After coming up with a basic strength metric for a given player and then adjusting for the specific surface, useful information can be mined from past head-to-head results. Unlike many other sports trends in tennis kind of matter. If two players of relatively equal strength on a given surface have a lopsided head-to-head record, it’s probably not an accident. Winning a match is almost as much mental as physical at the highest level and path to victory has shown to be repeatable making it possible for a player to have their opponents at a disadvantage before the match even starts if they’ve had past success. Head-to-head for a given style, height, handedness and ranking tier can all be teased out of results and used to adjust a win probability for a given matchup. An example of the Djokovic/Nishikori h2h history is summarized below:


Beyond head-to-head, a player’s past success at a given tournament is often indicative of how they will perform. When players find success at a given tour stop, whether it’s the city itself, the micro-characteristics of the court/conditions, time of year or the confidence that comes with past success, patterns are apparent for almost every pro suggesting positive results year-over-year at certain locations.


Finally fatigue and current form are both aspects that can be specifically accounted for in a model. Creative schemes for quantifying these effects have been published but in summary the number of games played over a two week window is negatively correlated with performance and can be used to account for fatigue. Current form is subjective in general but victories over superior players/losses to inferior players can be quantified to adjust an ELO rating appropriately.

There have to be other key factors or intangibles to consider though right?
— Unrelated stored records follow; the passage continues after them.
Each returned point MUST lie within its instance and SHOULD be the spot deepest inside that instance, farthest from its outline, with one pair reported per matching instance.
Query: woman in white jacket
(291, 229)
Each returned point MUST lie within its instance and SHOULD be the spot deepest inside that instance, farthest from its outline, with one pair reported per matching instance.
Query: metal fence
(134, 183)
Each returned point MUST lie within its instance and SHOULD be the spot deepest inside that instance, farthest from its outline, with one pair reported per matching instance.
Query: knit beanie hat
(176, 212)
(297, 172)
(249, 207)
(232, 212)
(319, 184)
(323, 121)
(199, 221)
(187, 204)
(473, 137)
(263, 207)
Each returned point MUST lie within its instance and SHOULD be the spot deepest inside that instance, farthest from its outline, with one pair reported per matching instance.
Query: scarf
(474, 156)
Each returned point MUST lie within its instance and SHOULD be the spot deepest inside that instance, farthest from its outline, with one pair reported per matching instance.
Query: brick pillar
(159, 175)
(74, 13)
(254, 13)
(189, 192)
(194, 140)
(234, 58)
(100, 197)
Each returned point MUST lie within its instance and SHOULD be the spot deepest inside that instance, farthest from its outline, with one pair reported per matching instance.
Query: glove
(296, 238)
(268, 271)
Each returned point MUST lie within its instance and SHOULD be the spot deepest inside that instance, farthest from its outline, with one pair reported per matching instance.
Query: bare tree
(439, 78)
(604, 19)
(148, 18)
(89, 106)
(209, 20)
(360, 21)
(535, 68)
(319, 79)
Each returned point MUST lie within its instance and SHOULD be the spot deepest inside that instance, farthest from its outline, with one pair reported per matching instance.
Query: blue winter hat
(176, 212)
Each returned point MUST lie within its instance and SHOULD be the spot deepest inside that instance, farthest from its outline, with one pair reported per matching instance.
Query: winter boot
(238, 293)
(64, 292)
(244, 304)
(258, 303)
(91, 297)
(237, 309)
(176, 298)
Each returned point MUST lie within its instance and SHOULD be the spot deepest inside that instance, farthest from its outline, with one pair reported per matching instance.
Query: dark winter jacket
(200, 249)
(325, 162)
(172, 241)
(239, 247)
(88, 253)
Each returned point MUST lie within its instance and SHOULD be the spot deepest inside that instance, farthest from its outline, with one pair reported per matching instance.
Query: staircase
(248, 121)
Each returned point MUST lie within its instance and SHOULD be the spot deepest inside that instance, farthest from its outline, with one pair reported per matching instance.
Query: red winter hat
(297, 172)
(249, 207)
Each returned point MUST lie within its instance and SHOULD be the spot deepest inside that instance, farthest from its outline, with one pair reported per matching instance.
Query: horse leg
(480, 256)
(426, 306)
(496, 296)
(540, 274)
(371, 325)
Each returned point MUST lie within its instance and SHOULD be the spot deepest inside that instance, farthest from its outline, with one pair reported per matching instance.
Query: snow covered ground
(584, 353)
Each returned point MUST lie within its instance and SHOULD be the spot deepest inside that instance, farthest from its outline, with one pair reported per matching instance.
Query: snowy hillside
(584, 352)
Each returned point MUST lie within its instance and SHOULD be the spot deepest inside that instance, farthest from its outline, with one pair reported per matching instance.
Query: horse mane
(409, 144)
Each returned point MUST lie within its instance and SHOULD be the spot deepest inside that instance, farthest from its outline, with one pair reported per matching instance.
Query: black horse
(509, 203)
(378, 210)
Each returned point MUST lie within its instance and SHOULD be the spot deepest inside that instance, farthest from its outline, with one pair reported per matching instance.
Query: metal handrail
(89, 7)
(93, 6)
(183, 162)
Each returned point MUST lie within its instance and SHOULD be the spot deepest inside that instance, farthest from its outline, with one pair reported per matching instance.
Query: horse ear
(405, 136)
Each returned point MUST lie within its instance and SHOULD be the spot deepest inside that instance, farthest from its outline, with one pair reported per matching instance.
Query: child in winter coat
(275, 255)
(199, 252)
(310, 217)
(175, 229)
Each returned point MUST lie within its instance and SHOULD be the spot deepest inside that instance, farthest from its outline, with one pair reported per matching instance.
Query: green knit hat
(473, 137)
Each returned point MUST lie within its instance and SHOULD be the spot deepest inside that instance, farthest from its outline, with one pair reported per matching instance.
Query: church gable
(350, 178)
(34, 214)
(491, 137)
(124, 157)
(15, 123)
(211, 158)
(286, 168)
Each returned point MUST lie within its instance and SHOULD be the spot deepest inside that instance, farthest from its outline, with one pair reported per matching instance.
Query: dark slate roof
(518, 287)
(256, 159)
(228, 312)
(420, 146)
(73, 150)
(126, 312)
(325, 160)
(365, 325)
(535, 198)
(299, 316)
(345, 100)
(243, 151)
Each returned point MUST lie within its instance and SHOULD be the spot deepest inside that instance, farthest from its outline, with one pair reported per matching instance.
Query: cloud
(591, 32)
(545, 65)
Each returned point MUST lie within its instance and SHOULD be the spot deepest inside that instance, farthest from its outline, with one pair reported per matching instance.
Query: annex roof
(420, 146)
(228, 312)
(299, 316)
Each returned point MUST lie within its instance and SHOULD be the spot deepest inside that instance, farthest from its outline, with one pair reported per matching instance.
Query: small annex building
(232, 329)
Intangibles such as playing on a home court, recent retirements, motivation and injuries also need to be factored into a handicap in some way but are difficult to do so quantitatively. Believe it or not motivations can often be teased out of social media; player Instagram posts, quotes during media availability and coaches statements can shed light on how a player is approaching a given event or portion of the calendar. Players jockeying for ranking points is also worth considering when framing a medium to smaller size tournament at the outset. Plenty of players enter a tournament strictly for a paycheck, especially the smaller tournaments, and it’s not always easy to see those low motivational spots coming (presumably everyone except Nick Kyrgios wants to win a major so usually no surprises there).


Alright I’m done, I’ve calculated my win probability for this match-up, now what?

So let’s say for example you calculate that Kei Nishikori has an 18% win probability vs Novak Djokovic in the Australian Open quarterfinals and he’s priced on the money line at +600 which has a break even percentage of 14.6%. Despite having an edge, betting on the upset is likely beyond most bettor’s risk tolerance; thankfully there are other ways to attack this market. A decent strategy when you identify value on any underdog is to test path to victory and game script narratives that would support an upset to see if there is any merit to backing a handicap (similar to taking the points on an underdog in football or baseball) or an over on the match. For most matches there are betting markets for both game handicaps and set handicaps which may provide lower risk options to support the value side. Similarly and “over games” or “over sets” bet in a match is effectively supporting the underdog to give his opponent a test while avoiding the potential loss if they come up just short. In an effort to keep this basic, I’ll stop there and give you the opportunity to go through this decision making process yourself and learn what works for you and what doesn’t. Finally, the example above is purely hypothetical, I actually calculate a 91% chance Djoker defeats Nishikori and have action on the correct score 3-0 at -110 odds (which I make a 58% likelihood) in their quarterfinal match.

Best-of-luck trying your hand at tennis modeling, well worth your time to explore this highly liquid market with dozens of matches per day, all year round, especially now that football is over. Plus it’s easier than beating the NBA.